Trial testimony indicated Bailey, who was unemployed, had a sexual relationship with Smith early in 2012 after he left the Army. As the months went by, their relationship cooled, but he – unemployed – continued living at her house rent free. She apparently was trying to get him to move out when she was killed on or about Aug. 16 of last year, Campbell told the jury.

Several days before her body was found, Smith’s family and friends began calling police, asking them to check on her. When they came by the house, Bailey told different stories about where she was, witnesses testified. After repeated visits by friends and police, the body appeared.

Once her body was discovered on the front lawn Aug. 23, Bailey became a fast suspect. Arrested on murder charges, he spent six months in the Alvin S. Glenn Detention Center.
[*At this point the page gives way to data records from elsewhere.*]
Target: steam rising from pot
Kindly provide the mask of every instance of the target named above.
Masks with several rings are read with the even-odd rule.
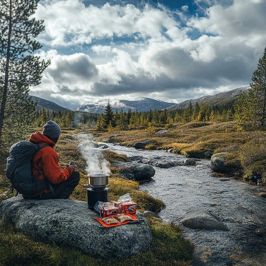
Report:
[[[86,171],[88,174],[96,173],[110,173],[109,163],[103,157],[102,150],[97,148],[91,135],[80,134],[78,148],[86,160]]]

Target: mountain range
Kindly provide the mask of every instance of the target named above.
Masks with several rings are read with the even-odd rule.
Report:
[[[240,92],[247,93],[250,88],[250,86],[245,86],[241,88],[220,92],[213,95],[205,96],[198,99],[187,100],[168,107],[167,110],[174,111],[179,109],[185,109],[189,106],[190,102],[193,107],[195,106],[196,102],[198,102],[200,105],[206,103],[211,106],[232,105],[239,98]]]
[[[36,109],[37,110],[41,110],[44,107],[44,109],[46,110],[49,111],[54,111],[54,112],[58,112],[59,111],[61,111],[63,112],[71,111],[70,109],[60,106],[60,105],[58,105],[56,103],[51,101],[45,100],[44,99],[39,98],[38,97],[36,97],[35,96],[29,96],[31,97],[31,99],[32,101],[37,101],[37,106],[36,106]]]
[[[112,110],[114,112],[120,112],[121,110],[127,112],[129,109],[131,111],[145,112],[149,111],[150,109],[154,110],[155,108],[157,110],[162,110],[175,104],[170,103],[154,100],[149,98],[138,98],[134,101],[126,100],[115,100],[109,101]],[[97,104],[88,103],[82,104],[79,106],[76,111],[83,111],[89,113],[100,114],[104,112],[107,102],[98,103]]]
[[[196,102],[200,105],[206,103],[208,105],[232,105],[239,97],[241,92],[247,92],[250,86],[246,86],[233,90],[220,92],[213,95],[203,96],[197,99],[187,100],[180,103],[173,103],[164,102],[159,100],[154,100],[149,98],[139,98],[133,101],[126,100],[115,100],[109,101],[114,112],[116,110],[119,112],[121,109],[127,112],[129,108],[132,112],[138,110],[139,112],[145,112],[150,109],[154,110],[162,110],[166,108],[168,111],[174,111],[179,109],[185,109],[188,107],[190,102],[193,106]],[[70,109],[62,107],[58,104],[36,96],[31,96],[33,101],[37,101],[36,109],[40,110],[44,107],[46,110],[54,111],[69,111]],[[88,112],[93,113],[102,113],[104,112],[107,103],[105,102],[98,103],[87,103],[78,106],[76,111]]]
While there, Bailey told other inmates how he killed Almanita and that he would beat the charges because of his “Dream Team” lawyers, according to the testimony of one inmate. Bailey told that inmate, Edward Walker, that he cut his fingernails after strangling Smith so no DNA would be found under his nails.

Bailey deliberately kept the body in the house for a week because he believed it would be so decomposed no one could ever prove the cause of death, and that would be enough for his “Dream Team” – a reference to his defense attorneys Jake Moore and Stanley Myers – to get him off, Campbell told the jury.

Near the end of her closing statements, Campbell approached the jury, holding up two photographs. One was a picture of Smith, an attractive happy young woman. The other was a picture of her decomposing, swollen, half-naked body on her lawn. Some jurors looked away; others winced.

“This,” said Campbell, referring first to the photo of the living Smith and then to her dead, “because of Marcus Bailey – turned into this.”

“He had no respect for her. She was just a means to an end. All we ask is that you hold him responsible for what he did, the choices he made, the cover-up he perpetuated,” Campbell said. “Almanita Smith is never coming back. Give her justice.”

Three hours later, the jury came back with a guilty verdict.